Guus Hiddink has expressed the importance of youth at Chelsea both during and after his interim reign.
Hiddink suffered his first loss of his second spell in interim control last Tuesday at Paris St Germain and goes into Sunday’s FA Cup fifth-round against Manchester City seeking a victory to extend his 100 per cent record in the competition.
The Dutchman won the trophy in 2009 after Chelsea beat Watford, Coventry, Arsenal and, at Wembley in the final, Everton.
Chelsea won the Premier League and Capital One Cup last season, but their astonishing fall and the departure of Jose Mourinho in mid-December led to Hiddink being called upon to restore stability for a second time.
The 69-year-old again dismissed any possibility of staying at Chelsea beyond the end of the season.
It is a weekly occurrence, but the clamour for the Dutchman to stay will surely grow if Chelsea can continue their resurgence – and another FA Cup success would certainly help.
“I feel fit, I feel fresh and, every morning, I go with a smile,” Hiddink said.
“Although we have a difficult time when there’s a loss, I love to go to Cobham, to the training field, so I feel fresh.
“On the other hand, young people must take over and I must retreat a bit.”
Asked if he could be tempted to work elsewhere in the Premier League, Hiddink said: “No, no, no.
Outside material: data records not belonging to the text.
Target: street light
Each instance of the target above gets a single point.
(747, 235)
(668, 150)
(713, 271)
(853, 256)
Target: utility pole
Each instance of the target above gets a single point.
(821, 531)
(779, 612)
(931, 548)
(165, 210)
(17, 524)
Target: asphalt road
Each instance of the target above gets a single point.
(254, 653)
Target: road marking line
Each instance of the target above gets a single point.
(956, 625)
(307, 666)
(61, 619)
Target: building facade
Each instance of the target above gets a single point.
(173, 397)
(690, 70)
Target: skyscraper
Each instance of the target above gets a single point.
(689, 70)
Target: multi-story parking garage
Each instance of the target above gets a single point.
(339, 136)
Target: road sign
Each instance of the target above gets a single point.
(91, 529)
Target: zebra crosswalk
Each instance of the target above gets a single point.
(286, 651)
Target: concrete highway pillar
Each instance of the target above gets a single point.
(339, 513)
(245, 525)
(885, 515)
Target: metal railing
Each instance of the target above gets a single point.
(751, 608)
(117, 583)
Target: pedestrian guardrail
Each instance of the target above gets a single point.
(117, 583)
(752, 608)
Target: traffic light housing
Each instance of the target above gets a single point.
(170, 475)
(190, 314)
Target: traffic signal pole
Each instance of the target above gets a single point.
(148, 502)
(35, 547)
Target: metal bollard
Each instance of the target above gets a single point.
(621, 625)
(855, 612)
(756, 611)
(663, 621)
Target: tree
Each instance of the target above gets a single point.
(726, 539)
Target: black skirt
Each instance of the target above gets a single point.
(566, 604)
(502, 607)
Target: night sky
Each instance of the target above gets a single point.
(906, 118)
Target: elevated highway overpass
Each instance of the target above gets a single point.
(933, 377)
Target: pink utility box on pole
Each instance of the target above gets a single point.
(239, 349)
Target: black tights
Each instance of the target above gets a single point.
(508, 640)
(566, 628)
I will visit Chelsea often in the next season but I’m not thinking of working elsewhere.”
Hiddink could also turn to youth to boost Chelsea’s future, no matter who the permanent successor to Mourinho is this summer.
The likes of Ruben Loftus-Cheek and Kenedy have been used sparingly of late, but Bertrand Traore scored his first Premier League goal for the Blues in last weekend’s 5-1 defeat of Newcastle.
Chelsea’s chances of qualifying for Europe through the Premier League are slim and they are 2-1 down after the first leg of their Champions League last-16 tie with Paris St Germain.
Manuel Pellegrini is poised to carry out his threat of fielding a much-changed team at Stamford Bridge.
And Hiddink could field some youngsters, too. He backed Traore – the Burkina Faso international whose recruitment by Chelsea is under scrutiny – to thrive if called upon.
“I don’t hesitate putting him in if needed,” Hiddink said.
“He is improving tremendously I think in the previous weeks and months.”
It was put to Hiddink that the Premier League, where Chelsea are well adrift of European qualification, would be ideal for blooding young talent as the pressure is off.
“With him (Traore), I don’t have any doubts to bring him on when the pressure is on,” Hiddink added.
“I don’t make any guarantees to players but there might be more opportunities for them in the near future. Normally they will get some chances.”
Chelsea’s established talent, with the exception perhaps of Eden Hazard, are recovering their form under Hiddink.
The one player who has performed consistently throughout the season, under Mourinho and Hiddink, is Brazil international Willian.
“He is gifted by nature with his talent,” said Hiddink, who praised not only Willian’s ability, but his work ethic and willingness to respond to instructions.
“His feet are like hands; he can do anything with his feet. He is working and does whatever you ask him to do.”
Chelsea and City meet in the FA Cup for the third time in four seasons.
Pellegrini’s side won the previous two, beating the holders in the 2013 semi-final and winning a fifth-round tie at the Etihad Stadium in 2014.